Basilica of the Nativity.  It marks the place of Christ’s birth and is also one of the oldest surviving Christian churches.  The gospel accounts don’t mention a cave, but less than a century later, both Justin Martyr (160AD) and the Protoevangelium of James say Jesus was born in a cave. This is reasonable, as many houses in the area were built in front of a cave. The cave part would have been used for stabling and storage – thus the manger.

  • The Door of Humility, a small rectangular entrance to the church, was created in Ottoman times to prevent carts being driven in by looters, and to force even the most important visitor to dismount from his horse as he entered the holy place. The doorway was reduced from an earlier Crusader doorway, the pointed arch of which can still be seen above the current door. The outline of the Justinian square entrance can also be seen above the door.
  • The nave survives intact from Justinian’s time, although the roof is 15th-century with 19th-century restorations.  Thirty of the nave’s 44 columns carry Crusader paintings of saints and the Virgin and Child, although age and lighting conditions make them hard to see.
  • Fragments of high-quality wall mosaics dating from the 1160s decorate both sides of the nave. Each side once had three registers, of which we know the details because of a description made in 1628. The lowest depicted the ancestors of Jesus; the middle contained the decrees of provincial and ecumenical councils; and the top has a series of angels between the windows. The name of the artist, Basilius Pictor, appears at the foot of the third angel from the right on the north wall.
  • Floor mosaics can be seen through trap doors which survive from the original basilica. The mosaics feature complex geometric designs with birds, flowers and vine patterns, making a rich and elaborate carpet for Constantine’s church.
  • Grotto of the Nativity, a rectangular cavern beneath the church, is the Church of the Nativity’s focal point. Entered by a flight of steps by the church altar, this is the cave that has been honoured as the site of Christ’s birth since at least the 2nd century.  A silver star in the floor marks the very spot where Christ is believed to have been born. The star’s Latin inscription reads, “Here of the Virgin Mary Jesus Christ was born”

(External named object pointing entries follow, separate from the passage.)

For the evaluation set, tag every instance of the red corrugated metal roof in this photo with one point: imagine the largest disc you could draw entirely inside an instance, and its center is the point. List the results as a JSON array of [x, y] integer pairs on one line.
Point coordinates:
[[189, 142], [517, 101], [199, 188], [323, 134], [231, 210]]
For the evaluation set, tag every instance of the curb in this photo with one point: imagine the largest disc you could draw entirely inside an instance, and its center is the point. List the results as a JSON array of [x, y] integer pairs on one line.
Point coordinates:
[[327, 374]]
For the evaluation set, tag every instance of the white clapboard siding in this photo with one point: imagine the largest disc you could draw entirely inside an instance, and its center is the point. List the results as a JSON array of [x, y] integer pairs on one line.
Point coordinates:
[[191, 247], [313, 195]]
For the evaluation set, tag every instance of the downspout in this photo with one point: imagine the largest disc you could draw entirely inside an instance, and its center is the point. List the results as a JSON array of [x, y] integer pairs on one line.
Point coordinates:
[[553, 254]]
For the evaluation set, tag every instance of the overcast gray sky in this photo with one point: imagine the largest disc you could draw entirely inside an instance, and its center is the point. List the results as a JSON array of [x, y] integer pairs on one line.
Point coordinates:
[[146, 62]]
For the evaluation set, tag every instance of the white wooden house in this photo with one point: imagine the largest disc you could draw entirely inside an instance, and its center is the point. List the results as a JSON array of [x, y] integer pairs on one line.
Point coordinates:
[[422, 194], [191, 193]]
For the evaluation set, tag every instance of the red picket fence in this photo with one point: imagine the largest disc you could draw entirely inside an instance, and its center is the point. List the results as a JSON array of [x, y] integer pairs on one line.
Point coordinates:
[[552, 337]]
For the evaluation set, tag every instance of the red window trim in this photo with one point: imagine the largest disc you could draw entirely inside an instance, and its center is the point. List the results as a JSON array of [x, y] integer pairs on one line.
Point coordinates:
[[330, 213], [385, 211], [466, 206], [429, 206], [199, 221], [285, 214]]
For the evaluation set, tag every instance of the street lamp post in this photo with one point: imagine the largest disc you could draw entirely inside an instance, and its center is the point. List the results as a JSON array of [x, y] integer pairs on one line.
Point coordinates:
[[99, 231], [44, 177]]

Church of St. Catherine is a Catholic church and Franciscan monastery connected to the mostly Orthodox Church of the Nativity in Bethlehem.  The church is said to be built on the site of Christ’s appearance to St. Catherine of Alexandria and his prediction of her martyrdom (c.310 AD).

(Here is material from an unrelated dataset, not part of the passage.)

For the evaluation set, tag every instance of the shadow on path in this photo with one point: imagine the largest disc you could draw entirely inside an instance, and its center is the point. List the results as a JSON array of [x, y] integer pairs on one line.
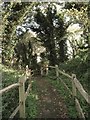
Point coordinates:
[[50, 103]]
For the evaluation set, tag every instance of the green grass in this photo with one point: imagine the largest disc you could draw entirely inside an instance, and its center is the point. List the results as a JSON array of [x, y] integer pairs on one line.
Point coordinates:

St Jerome’s Cave & tomb.  From a cave beneath the Church of the Nativity in Bethlehem came the most enduring version of the Bible ever translated.  In this underground study, St Jerome spent 30 years translating the Scriptures from Hebrew and Greek into Latin.  The scholarly Dalmatian priest began his task around AD 386. The text he produced in St Jerome’s Cave was the first official vernacular version of the Bible. Known as the Vulgate, it remained the authoritative version for Catholics until the 20th century.   The caves contain his tomb and burial place, although his remains have since been taken to Rome. 

Milk Grotto.  This grotto, with a modern Franciscan chapel built above it, is considered sacred because tradition has it that the Holy Family took refuge here during the Slaughter of the Innocents, before their flight into Egypt. While Mary was nursing Jesus here, a drop of milk fell to the ground, turning it white.  Both Christians and Muslims believe scrapings from the stones in the grotto boost the quantity of a mother’s milk and enhance fertility. Mothers usually mix it in their drinking water; would-be mothers place the rock under their mattress.   The Friars have hundreds of letters from women who have given birth who have previously been thought of as infertile. 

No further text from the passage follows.